A civil airplane using the concept was the Hustler (http://www.k12.nf.ca/sptech/aviation/passenger/GulfstreamAmericanHustler500.html) which probably fell victim to the 1980s crisis of general aviation.

As for the merits, there is probably too high a penalty for carrying around useless equipment most of the time, and a jet engine cold-soaked at altitude for several hours might also be hard to start (with heavy wear) as a go-around backup.

There seems to be some merit to the KISS principle and many of the obviously beneficial setups seem not to work in real life.

PorcoRosso
15th May 2002, 16:11
As in most hybrid project you will end up rather with a combination of all disadvantages than with good points.
As a matter of fact the C-123 was using the Jet to increase Take-off and climb perfs.
I think, as you suggested, the prop will generate more drag than thrust beyond a given speed... which will invariably increase your fuel consumption.

The Aircraft used in Conair (what a crappy movie !) was a C-123 Provider. You could have mentionned "Air America" as another famous operator . Who was flying Provider from during the 60's in Asia, til the mid 80's in South America, and probably in some other places I don't want to know about ....
Amazingly before being fitted with 2 turbojet, the C-123 was a classic piston twin . Therefore we can consider it was a succesfull hybrid (it's rarely the case in technology history )
What people don't know about the C-123 ( I know , I disgress ) is that, before being fitted with piston engine, it was fitted with ...nothing. Originally, it was designed as a glider !
The glider had so good flying characteristics that it was decided to turn it into an aircraft .

cwatters
15th May 2002, 17:56
Using jet engines to push aircraft around on the ground is also
inefficient - but aparently not as inefficient as carrying gas or
electric motors to drive the wheels directly.

ironbutt57
16th May 2002, 17:41
P2V Neptune another..C-119 a recip with a single jet on a pylon overhead....closest thing nowadays was boeing's idea few yrs back to out fit a large 777 with a "thruster APU" mmmm....

Weight and Balance
30th May 2002, 01:04
Many of the examples quoted were originally piston powered aircraft, that ran into gross weight creep and tropical operations. Hence the designers were desperate for more power, regardless of little details like efficiency.

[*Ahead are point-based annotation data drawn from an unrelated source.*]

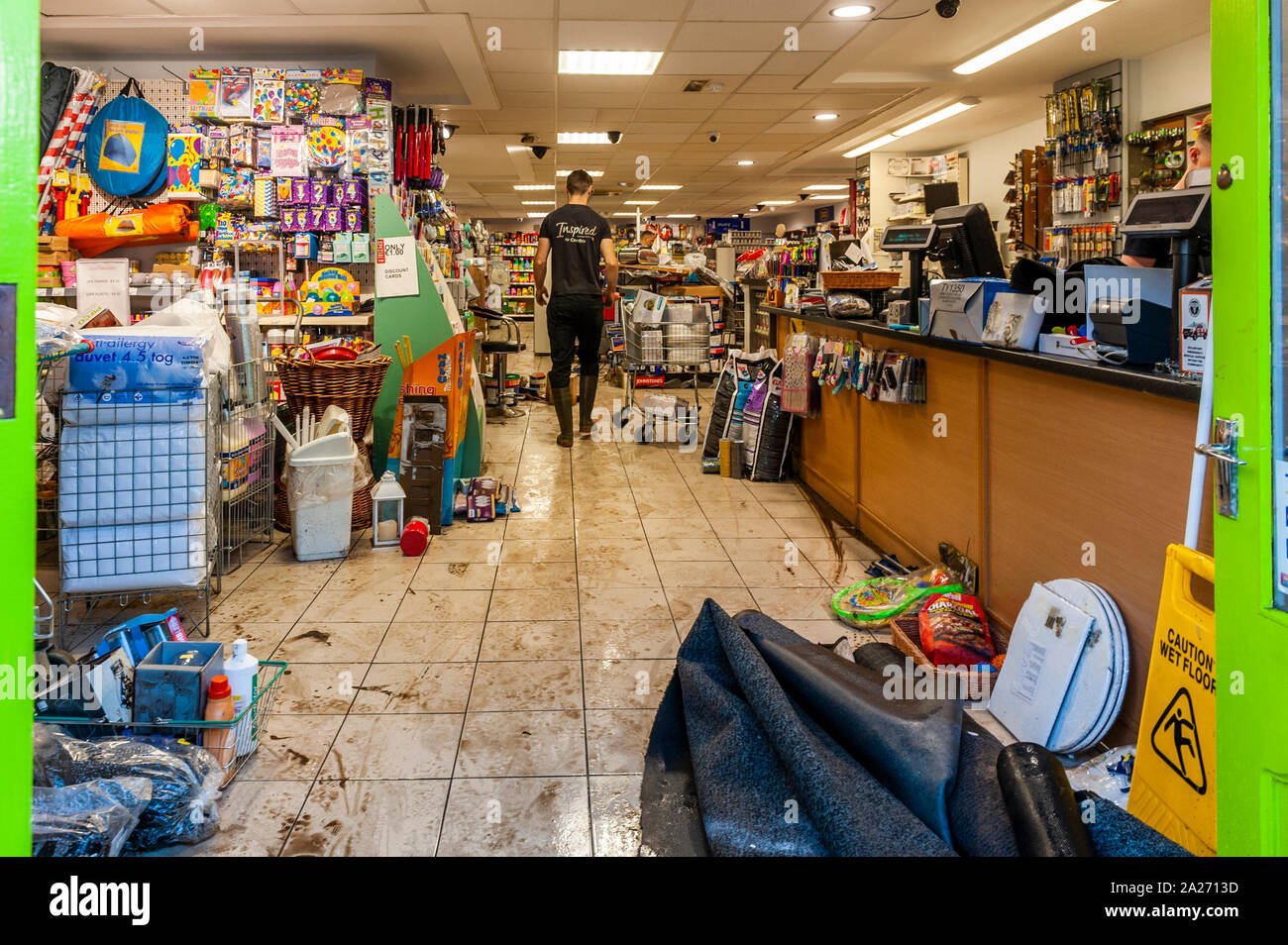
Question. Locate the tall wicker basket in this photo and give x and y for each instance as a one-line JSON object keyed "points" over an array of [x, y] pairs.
{"points": [[351, 385]]}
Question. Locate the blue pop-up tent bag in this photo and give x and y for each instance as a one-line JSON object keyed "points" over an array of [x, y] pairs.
{"points": [[125, 146]]}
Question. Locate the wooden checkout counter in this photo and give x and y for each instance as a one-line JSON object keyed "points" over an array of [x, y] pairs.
{"points": [[1044, 468]]}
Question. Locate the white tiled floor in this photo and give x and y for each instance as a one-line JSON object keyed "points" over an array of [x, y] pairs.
{"points": [[494, 695]]}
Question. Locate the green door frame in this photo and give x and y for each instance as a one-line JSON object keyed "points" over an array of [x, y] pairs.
{"points": [[20, 111], [1250, 654]]}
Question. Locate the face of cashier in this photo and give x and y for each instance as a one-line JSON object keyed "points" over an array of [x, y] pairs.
{"points": [[1201, 153]]}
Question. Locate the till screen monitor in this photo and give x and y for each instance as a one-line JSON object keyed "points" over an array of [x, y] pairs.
{"points": [[1170, 213]]}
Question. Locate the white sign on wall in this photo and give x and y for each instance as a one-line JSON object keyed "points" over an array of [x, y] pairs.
{"points": [[395, 267]]}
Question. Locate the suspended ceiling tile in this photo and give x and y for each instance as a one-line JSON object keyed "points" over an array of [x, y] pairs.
{"points": [[514, 34], [698, 64], [827, 37], [707, 37], [528, 60], [197, 8], [799, 63], [741, 11], [609, 85], [90, 8], [593, 9], [523, 81], [614, 34], [498, 9], [340, 7]]}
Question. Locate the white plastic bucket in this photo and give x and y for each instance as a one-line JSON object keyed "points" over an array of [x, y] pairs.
{"points": [[322, 496]]}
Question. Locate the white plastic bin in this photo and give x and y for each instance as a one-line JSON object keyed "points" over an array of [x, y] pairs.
{"points": [[321, 496]]}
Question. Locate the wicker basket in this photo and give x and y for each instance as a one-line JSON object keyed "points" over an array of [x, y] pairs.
{"points": [[351, 385], [906, 636], [870, 278]]}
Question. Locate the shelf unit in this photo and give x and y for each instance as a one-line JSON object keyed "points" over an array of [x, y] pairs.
{"points": [[1029, 198], [519, 252], [1147, 151], [1086, 143]]}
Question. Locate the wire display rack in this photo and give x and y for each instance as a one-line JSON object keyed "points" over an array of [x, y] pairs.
{"points": [[249, 725], [140, 496], [673, 340], [248, 447]]}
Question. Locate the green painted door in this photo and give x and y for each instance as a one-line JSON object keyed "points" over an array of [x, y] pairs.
{"points": [[1248, 54], [20, 65]]}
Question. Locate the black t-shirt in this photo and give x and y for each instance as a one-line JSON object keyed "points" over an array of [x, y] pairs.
{"points": [[575, 232]]}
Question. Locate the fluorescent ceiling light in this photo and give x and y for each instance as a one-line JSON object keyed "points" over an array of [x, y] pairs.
{"points": [[1034, 34], [871, 146], [584, 138], [935, 117], [606, 62]]}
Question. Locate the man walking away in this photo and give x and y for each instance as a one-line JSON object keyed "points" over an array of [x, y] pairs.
{"points": [[579, 239]]}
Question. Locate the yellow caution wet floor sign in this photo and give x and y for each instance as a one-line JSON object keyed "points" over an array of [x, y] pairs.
{"points": [[1173, 783]]}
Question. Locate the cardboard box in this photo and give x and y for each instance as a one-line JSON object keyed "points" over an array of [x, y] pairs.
{"points": [[958, 306], [162, 689], [168, 270]]}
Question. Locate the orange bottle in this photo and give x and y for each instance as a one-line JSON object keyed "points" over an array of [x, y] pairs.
{"points": [[219, 708]]}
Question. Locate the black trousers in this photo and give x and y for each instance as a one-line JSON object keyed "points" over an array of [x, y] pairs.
{"points": [[575, 323]]}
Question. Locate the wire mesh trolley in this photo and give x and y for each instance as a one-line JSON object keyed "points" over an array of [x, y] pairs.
{"points": [[140, 494], [662, 338]]}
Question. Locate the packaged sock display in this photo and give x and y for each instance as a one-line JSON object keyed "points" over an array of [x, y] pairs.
{"points": [[738, 368]]}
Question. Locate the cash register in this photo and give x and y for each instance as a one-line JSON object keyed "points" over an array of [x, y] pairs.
{"points": [[1185, 218], [915, 241]]}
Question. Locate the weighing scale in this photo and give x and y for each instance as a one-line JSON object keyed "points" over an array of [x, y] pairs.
{"points": [[915, 241], [1185, 217]]}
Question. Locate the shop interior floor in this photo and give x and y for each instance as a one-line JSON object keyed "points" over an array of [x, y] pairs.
{"points": [[494, 695]]}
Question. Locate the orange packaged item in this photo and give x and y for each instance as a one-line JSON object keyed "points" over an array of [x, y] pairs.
{"points": [[954, 631]]}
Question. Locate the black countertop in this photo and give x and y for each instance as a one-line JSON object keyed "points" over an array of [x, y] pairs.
{"points": [[1144, 380]]}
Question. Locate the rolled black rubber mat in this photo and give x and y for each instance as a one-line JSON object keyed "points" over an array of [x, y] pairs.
{"points": [[1041, 804]]}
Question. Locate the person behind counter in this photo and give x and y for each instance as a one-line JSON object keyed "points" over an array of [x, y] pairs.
{"points": [[1157, 252]]}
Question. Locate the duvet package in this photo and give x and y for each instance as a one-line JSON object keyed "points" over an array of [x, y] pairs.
{"points": [[133, 490], [735, 377]]}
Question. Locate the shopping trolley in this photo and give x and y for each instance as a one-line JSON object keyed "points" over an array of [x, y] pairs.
{"points": [[662, 338]]}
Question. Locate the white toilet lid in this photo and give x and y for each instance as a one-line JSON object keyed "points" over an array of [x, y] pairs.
{"points": [[1093, 685]]}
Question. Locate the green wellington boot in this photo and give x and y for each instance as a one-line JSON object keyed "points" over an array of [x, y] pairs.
{"points": [[588, 403], [562, 399]]}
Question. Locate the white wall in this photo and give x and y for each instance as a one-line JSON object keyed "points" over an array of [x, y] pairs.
{"points": [[1176, 78], [991, 158], [797, 218]]}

The only other turboprop jet combos I can recall were the original Breguet Alize, which quickly dropped the jet, and the Japanese built Neptune that used T64s and small home grown jet engines (a fuel sellerís dream, no doubt).

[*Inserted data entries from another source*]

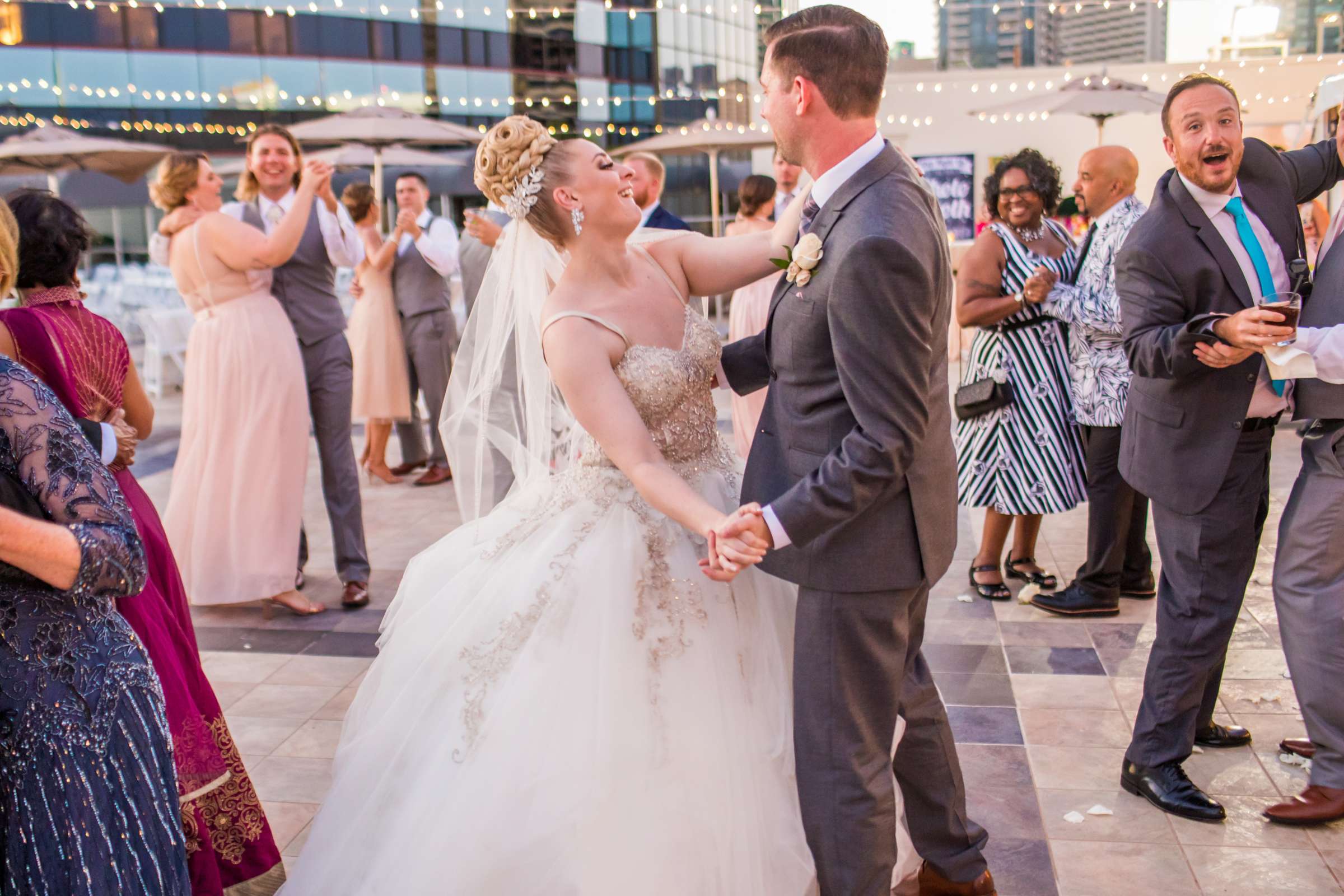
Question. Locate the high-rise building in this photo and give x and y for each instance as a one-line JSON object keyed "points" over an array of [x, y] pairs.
{"points": [[975, 35], [203, 73], [1097, 34], [980, 35]]}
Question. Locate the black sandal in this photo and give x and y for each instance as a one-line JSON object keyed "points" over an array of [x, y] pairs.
{"points": [[990, 590], [1045, 581]]}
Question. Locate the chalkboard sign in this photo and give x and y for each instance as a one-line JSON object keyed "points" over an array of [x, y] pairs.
{"points": [[953, 179]]}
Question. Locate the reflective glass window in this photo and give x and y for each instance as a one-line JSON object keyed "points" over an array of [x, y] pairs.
{"points": [[274, 35], [410, 42], [344, 38], [451, 46], [306, 36], [178, 29]]}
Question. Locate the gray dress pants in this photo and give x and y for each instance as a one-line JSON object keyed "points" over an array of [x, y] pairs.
{"points": [[857, 668], [1207, 559], [431, 340], [1309, 595]]}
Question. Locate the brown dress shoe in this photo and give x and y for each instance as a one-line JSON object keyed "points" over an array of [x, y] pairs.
{"points": [[1298, 746], [435, 476], [1314, 806], [355, 595], [935, 884]]}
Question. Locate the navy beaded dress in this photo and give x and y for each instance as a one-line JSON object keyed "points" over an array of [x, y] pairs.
{"points": [[88, 787]]}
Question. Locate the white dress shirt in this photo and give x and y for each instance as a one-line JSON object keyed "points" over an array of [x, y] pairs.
{"points": [[1264, 401], [648, 213], [823, 190], [344, 248], [437, 244]]}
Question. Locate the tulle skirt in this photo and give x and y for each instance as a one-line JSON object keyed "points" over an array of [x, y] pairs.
{"points": [[748, 316], [563, 706], [237, 497]]}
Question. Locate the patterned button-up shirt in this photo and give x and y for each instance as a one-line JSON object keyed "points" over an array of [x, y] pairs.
{"points": [[1099, 368]]}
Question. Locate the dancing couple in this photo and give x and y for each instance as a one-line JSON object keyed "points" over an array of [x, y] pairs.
{"points": [[586, 688]]}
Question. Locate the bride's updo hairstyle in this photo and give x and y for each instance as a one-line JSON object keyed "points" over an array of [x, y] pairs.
{"points": [[505, 163]]}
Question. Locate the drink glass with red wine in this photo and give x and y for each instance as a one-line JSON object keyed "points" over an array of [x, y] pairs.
{"points": [[1287, 304]]}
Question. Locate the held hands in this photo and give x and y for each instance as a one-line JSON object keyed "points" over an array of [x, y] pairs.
{"points": [[1253, 328], [1037, 289], [407, 223], [737, 542]]}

One final rambling: the downfall of the Hustler was a combination of really bad low speed handling and the all-too-common North American phenomena of an airplane company run by people who were more interested in raising money that building airplanes or running companies, and who had no hesitations about leaving the poor wage slave engineers in the lurch (huff huff). Been there, done that.

Stan Evil
30th May 2002, 21:16
Just for completeness, the Avro Shackleton Mk 3 Phase 3 (?) had four RR Griffons and 2 Bristol Siddeley Vipers. The Vipers were in the back of the outboard nacelles, were just used on take off and burnt AVGAS. They used to burn out pretty quickly.

Ranger One
31st May 2002, 03:34
They may have burnt out pretty quick Mr. Evil, but I can think of one occasion when a Shack *just* made it back to nearest land with multiple dead Griffons, courtesy of a Viper that kept going for an inordinate amount of time... IIRC one of the larger issues was the fuel pump suffering from AVGAS, considerably less lubricative than the stuff it was designed to pump...

Now if we're going to get into boosters, what about the 'plastic fantastic' (AKA RB 162)

R1

Metro man
1st Jun 2002, 10:03
The Antanov 26 (Russian F27) has a turbo jet mounted at the rear of one of it's engines ,which is used as an APU and for additional thrust on take off.It can even taxi with it ! Interesting to watch them moving around with both props stationary.However it is extreamly noisy ,worse than a non hush kitted F28.